The first bridge needing crossing before various Toronto-based movers and shakers could really make a run at bringing the Buffalo Bills north was the one separating Ralph Wilson from the great hereafter. It is no more. The iconic Buffalo Bills owner died peacefully of natural causes Tuesday at age 95, accompanied by his family.
Wilson was one of modern football’s founding fathers and the person who sustained the NFL in Buffalo for so long. The condolences are deserved.
“He was a very good owner who loved the league, the city and the team,” said MLSE president and chief executive officer Tim Leiweke via email. “Sad day for the NFL and for Buffalo.”
NFL commissioner Roger Goodell: “He loved the game and took a chance on a start-up league in 1960 as a founding owner of the American Football League. He brought his beloved Bills to western New York and his commitment to the team’s role in the community set a standard for the NFL.”
Normally it would be crass to get so quickly into the nuts and bolts of what his death means to the future of his football team and in particular what it might mean for the future of the NFL in Toronto, the city forever twirling ringlets and flashing doe eyes at the sports industry’s big lug, to no avail. But let’s not pretend here. The future of the Bills in Buffalo after the death of their owner has been a topic for at least a decade, except that it always required pointing out that Wilson was very much alive.
In a few days there will be a funeral for the former insurance executive who was truly one of the sport's builders. The member of the Pro Football Hall of Fame will be remembered as an original owner in the American Football League, signaling his intent by telegram to AFL founder Lamar Hunt: “Count me in with Buffalo.”
He bought the Bills for $25,000, lent money to owners of the New England Patriots and Oakland Raiders that helped the AFL survive and profited handsomely when the Bills were part of the AFL-NFL merger in 1970. A players' owner, the team he bought in 1959 is valued at $857 million at his death, according to the latest Forbes estimates, not bad for a team that has missed the playoffs for 14 straight seasons.
Not long after the funeral, the charting of the future of Western New York’s most identifiable institution will begin in earnest.
The likes of Goodell and the 31 other owners in the NFL will make noises about wanting to keep the team in Buffalo, one of the league’s smallest markets.
Wealthy men with local ties that might have interest—Buffalo Sabres owner Terry Pegula, former Sabres owner B. Thomas Golisano—will get name-dropped. In the meantime the team will be managed by a trust until the details of a sale can be worked out.
The challenge is that those managing the trust will have fiduciary duty to get the highest return possible for Wilson’s estate, and it’s almost certain that the highest return will be had from somewhere other than Western New York.
It won’t happen overnight. The team is tied by a lease to publicly owned Ralph Wilson Stadium until 2023. Breaking the deal before then would include a $400-million penalty, but the contract has an out clause in 2020 where the team can move at a penalty of $28.4 million. If something is going to happen with the Bills, put that date in stone.
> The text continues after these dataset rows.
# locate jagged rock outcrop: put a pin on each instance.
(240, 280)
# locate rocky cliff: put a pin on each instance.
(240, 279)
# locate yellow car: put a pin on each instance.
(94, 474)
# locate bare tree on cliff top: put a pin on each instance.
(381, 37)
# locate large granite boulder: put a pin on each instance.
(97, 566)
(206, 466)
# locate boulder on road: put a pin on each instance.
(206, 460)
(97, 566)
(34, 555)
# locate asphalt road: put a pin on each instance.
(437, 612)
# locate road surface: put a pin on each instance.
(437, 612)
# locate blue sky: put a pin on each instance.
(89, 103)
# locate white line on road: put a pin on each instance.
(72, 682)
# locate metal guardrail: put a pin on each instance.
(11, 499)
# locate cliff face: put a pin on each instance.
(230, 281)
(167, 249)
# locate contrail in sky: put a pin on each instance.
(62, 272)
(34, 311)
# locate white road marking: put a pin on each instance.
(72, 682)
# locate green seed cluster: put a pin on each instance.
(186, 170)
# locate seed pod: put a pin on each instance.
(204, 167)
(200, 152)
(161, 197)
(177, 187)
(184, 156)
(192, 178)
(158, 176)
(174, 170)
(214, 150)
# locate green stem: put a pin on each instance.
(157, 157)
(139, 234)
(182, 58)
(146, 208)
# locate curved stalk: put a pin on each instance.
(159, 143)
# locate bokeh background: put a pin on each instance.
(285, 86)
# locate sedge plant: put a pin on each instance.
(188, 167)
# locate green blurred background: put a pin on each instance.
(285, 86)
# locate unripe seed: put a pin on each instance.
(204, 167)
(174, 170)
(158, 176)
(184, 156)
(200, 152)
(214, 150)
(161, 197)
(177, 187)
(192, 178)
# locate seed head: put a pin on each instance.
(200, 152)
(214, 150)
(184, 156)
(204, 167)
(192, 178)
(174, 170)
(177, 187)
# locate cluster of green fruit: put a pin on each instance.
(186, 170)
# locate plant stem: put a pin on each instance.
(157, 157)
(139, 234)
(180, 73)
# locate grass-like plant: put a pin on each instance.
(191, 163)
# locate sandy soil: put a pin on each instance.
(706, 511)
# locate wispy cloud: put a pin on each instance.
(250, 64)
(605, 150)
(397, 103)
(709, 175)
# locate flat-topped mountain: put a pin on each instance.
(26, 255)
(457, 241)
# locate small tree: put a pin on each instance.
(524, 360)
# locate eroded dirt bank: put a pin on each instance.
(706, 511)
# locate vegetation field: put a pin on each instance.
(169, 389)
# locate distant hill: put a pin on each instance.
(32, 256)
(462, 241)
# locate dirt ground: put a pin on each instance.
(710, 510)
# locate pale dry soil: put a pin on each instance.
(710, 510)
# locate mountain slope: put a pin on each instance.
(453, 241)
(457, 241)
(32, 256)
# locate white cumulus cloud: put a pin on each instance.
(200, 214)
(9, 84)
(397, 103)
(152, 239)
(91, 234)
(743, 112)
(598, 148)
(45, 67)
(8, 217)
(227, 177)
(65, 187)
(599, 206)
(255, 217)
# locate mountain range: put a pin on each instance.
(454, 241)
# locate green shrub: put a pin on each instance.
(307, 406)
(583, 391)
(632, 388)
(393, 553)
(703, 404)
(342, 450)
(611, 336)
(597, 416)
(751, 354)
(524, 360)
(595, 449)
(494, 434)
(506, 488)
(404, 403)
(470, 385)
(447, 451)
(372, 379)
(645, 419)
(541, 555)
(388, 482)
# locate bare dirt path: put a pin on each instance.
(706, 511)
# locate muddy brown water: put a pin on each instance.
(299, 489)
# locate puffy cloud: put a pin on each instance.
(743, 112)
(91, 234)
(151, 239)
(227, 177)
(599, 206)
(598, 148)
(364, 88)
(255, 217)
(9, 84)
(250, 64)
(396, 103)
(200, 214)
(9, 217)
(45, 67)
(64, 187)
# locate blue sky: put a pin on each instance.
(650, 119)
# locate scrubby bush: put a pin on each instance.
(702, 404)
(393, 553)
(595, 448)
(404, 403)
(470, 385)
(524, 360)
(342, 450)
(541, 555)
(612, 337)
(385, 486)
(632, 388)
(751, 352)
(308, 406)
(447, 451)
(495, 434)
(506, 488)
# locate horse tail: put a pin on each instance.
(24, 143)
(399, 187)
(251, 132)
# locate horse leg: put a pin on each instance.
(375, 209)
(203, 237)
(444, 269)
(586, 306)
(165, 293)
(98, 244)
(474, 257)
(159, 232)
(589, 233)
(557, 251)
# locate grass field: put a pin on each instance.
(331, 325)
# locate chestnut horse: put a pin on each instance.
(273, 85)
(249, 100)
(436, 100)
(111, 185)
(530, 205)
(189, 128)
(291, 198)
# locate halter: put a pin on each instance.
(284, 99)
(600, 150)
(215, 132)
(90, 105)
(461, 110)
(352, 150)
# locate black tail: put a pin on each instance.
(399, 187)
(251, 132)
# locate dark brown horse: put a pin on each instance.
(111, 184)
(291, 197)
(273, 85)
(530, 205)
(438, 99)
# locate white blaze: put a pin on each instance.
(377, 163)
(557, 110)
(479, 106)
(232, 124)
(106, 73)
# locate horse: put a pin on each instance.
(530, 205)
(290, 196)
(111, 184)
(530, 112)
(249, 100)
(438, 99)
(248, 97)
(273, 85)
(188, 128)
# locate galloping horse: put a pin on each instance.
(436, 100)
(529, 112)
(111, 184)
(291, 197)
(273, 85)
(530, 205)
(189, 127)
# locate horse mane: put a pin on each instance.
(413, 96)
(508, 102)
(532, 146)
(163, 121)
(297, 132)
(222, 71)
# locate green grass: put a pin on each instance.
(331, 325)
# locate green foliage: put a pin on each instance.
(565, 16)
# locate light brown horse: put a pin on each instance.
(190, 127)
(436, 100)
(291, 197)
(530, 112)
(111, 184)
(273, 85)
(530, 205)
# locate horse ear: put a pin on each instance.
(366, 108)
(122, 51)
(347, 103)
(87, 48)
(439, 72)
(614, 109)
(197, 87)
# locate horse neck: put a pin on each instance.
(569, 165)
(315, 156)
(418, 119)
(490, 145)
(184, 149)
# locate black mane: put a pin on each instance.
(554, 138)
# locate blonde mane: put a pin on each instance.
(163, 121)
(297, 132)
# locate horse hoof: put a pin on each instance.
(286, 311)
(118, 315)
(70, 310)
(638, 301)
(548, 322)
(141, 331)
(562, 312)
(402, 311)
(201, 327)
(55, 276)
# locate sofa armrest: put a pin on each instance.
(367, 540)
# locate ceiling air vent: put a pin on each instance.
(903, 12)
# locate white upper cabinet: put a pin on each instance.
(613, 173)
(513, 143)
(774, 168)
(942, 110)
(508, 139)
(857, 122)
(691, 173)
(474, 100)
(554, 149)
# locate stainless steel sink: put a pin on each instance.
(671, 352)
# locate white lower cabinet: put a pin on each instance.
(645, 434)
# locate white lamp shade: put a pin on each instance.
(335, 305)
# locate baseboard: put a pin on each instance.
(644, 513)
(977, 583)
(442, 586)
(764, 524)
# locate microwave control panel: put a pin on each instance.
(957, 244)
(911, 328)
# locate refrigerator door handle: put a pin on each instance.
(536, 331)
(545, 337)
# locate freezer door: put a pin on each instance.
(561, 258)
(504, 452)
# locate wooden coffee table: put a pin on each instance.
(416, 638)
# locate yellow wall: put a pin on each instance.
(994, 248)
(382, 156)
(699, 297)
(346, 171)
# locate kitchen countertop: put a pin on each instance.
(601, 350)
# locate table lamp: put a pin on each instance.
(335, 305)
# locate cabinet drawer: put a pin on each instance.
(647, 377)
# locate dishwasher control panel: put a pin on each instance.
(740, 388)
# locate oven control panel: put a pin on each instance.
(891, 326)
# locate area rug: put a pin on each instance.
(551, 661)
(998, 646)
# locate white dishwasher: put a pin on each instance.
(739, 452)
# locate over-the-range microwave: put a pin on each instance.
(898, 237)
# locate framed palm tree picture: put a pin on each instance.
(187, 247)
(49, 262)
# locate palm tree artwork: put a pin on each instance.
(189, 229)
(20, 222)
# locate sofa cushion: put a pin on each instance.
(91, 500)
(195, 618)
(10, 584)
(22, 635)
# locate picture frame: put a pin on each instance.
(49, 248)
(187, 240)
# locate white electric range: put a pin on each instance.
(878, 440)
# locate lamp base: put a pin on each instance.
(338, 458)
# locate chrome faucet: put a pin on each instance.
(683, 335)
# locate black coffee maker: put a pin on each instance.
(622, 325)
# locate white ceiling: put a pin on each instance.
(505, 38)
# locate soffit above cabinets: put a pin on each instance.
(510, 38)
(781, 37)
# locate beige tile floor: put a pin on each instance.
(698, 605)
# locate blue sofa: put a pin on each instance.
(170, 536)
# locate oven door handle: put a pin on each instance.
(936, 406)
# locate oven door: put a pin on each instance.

The unfortunate reality for those who think Toronto deserves an NFL team—the mothballed Bills in Toronto series notwithstanding—is that by far the most preferred market for the rest of the NFL is Los Angeles, the second-largest TV market in the U.S. and yet one without a team since 1994. In an ideal world the NFL would have two teams in Southern California, which would help drive both TV numbers and revenues.
There will be forces from Toronto trying to make themselves heard. The two men positioned to lead a bid for an NFL team here are Larry Tanenbaum, chairman of MLSE, and Ed Rogers, deputy chairman of Rogers Communications and an MLSE board member.
The NFL requires an individual and their family to own at least 30 percent of a franchise. Presumably Tanenbaum or Rogers could comfortably manage the $300 million or more required. Each would also have the support of MLSE in partnering on the $1 billion or so an NFL-ready stadium would cost.
That MLSE has thrown a comforting arm around the shoulders of the Toronto Argonauts and made promises about letting them camp out at a renovated BMO Field is a signal of the Leiweke-led company’s eagerness to have a massive role should the NFL finally decide to reciprocate Toronto’s affections.
That Leiweke has been front and centre with long-time aspiring NFL front man Jon Bon Jovi is another sign.
There are only so many ways for a mature company like MLSE to grow; adding an NFL team would nearly double its holdings in one fell swoop. Conversely they can’t afford to have another set of interests suck a $2-billion sports and entertainment project out from under them.
But interest is a long way from affection. Toronto has been getting the cold shoulder from the NFL for 40 years. One of the biggest obstacles Toronto has is that it’s not a U.S. television market. Will 31 other owners want to cut a $120-million cheque (each team’s current share of the national television contract) with a partner whose presence is meaningless to the U.S. broadcasters who make the league so profitable? Is there any way adding Toronto to the NFL enhances league revenues enough to make it worthwhile for the rest of the NFL to rip the soul out of a long-standing market?
Logically the answer is no. At the very least solving the many problems that lie between Toronto and its NFL dreams will take all kinds of imaginative discussion. Which is a kind of sport on its own.